We remember some twenty years ago a conversation on the future of Russia with a young Paris emigre of the third generation. He stated that there could never be reconciliation between the two parts of the Russian Church, inside and outside Russia, until the Patriarchal part inside Russia had repented. When he was asked what such repentance meant, he came out with an answer that was purely political and did not concern the Church. However, we did not believe then, and do not believe now, that repentance is political – it is always spiritual. Moreover, true repentance always begins with demands made of ourselves, not with demands made of others.

In today’s Russia many are at last realising that anti-Russian and anti-Orthodox Communism was the greatest illusion and greatest deceit in Russian history. It was in fact an anti-patriotic, foreign-imposed conspiracy whose aim was to destroy the Orthodox Empire, which naturally included destroying its spiritual essence and historic consciousness, its multinational Church. Indeed, the Russian Lands were to be saved only after a generation of brutal atheist persecution by another catastrophe – the Nazi invasion, which alone renewed national consciousness. However, it was not for another fifty years after that invasion that the country officially and finally rid itself of the atheist regime.

However, that political change, momentous though it was, did not and still does not mean full repentance. Today’s Russian Federation, and all the other now separated lands that made up the pre-1917 Russian Empire, are still not fully repentant – just as the Russian Emigration, its descendants and missions, are still not fully repentant – hence all the divisions between those lands and in the Emigration. Full repentance is when all, and not just some, repent for their ancestors’ sins of slander, deposition and regicide, the slaying of Tsar Nicholas II and the millions who died with him and after him. He who does not love the Tsar, does not truly love Holy Russia. And he who does not love Holy Russia does not truly love God.

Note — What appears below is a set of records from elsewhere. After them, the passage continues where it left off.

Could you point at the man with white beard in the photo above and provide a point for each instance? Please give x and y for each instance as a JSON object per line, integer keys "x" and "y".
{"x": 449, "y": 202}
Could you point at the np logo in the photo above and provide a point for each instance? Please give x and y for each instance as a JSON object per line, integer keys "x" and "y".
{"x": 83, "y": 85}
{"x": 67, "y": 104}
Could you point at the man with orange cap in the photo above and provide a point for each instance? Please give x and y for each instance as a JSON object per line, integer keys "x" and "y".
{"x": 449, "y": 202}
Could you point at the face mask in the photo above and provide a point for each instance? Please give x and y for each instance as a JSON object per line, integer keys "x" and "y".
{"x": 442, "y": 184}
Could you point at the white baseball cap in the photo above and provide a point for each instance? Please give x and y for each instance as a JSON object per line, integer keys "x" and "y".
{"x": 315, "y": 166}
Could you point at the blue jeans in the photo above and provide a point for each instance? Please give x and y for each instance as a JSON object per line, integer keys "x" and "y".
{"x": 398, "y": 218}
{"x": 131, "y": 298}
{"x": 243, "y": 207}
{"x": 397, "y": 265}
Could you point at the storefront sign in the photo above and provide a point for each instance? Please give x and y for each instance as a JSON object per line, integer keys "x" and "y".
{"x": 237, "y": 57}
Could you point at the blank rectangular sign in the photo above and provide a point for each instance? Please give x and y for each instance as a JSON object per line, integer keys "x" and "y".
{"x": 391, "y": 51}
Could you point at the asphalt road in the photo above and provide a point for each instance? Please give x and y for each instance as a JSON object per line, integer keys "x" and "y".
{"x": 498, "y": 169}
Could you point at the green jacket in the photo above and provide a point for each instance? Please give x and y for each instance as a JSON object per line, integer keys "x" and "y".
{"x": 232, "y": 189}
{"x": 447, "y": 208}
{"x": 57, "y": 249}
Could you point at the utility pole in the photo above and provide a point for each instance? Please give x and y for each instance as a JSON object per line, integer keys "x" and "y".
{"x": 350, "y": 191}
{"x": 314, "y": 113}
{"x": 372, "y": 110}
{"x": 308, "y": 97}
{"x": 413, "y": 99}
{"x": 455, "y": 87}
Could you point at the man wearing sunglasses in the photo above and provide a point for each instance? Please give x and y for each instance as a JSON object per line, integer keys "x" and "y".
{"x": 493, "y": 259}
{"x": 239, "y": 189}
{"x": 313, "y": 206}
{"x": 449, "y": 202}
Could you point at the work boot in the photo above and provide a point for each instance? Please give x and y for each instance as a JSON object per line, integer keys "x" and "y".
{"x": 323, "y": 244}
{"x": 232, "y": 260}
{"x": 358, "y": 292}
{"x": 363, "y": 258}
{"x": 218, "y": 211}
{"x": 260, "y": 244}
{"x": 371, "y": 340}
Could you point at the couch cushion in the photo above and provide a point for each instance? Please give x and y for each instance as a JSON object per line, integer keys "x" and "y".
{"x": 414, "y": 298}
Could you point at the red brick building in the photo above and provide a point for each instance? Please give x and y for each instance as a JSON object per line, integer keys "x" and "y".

Russia and all who belong by birth or by choice to the worldwide Russian Church, in Europe, in the Americas, in Australasia and elsewhere, will not walk the Earth as Resurrected until all realise who the Tsar was. Only when there is true repentance by all will the Tsar be truly glorified. And the Lord will not grant the Russian Lands a new Tsar, and so unity of all Russian Lands, until we sincerely repent for the fact that we allowed and still allow those who rejected and still reject our Faith to blacken his name and ritually murder him and his Family. The Lord will grant the Russian Lands a new Tsar and unity only after profound and general repentance, after ‘ardent veneration for him and the glorification of his feat’.

Here it must be said that it is only with a Tsar in Russia that Orthodox outside Russia will be strong again. For example, Tsar Nicholas II built seventeen churches in Western Europe and a magnificent Cathedral in New York. And that was at a time when there were few Russian Orthodox living there. Moreover, he ensured unity among Orthodox living outside Russia and the Orthodox homelands. It is for those of the Russian Emigration and its missions, including the disincarnate and so not belonging to the Church Outside Russia, to become aware of this. Let us of all nationalities everywhere bring forth fruit worthy of this repentance, as the Patron of the Russian Emigration, St John of Shanghai, calls us to do.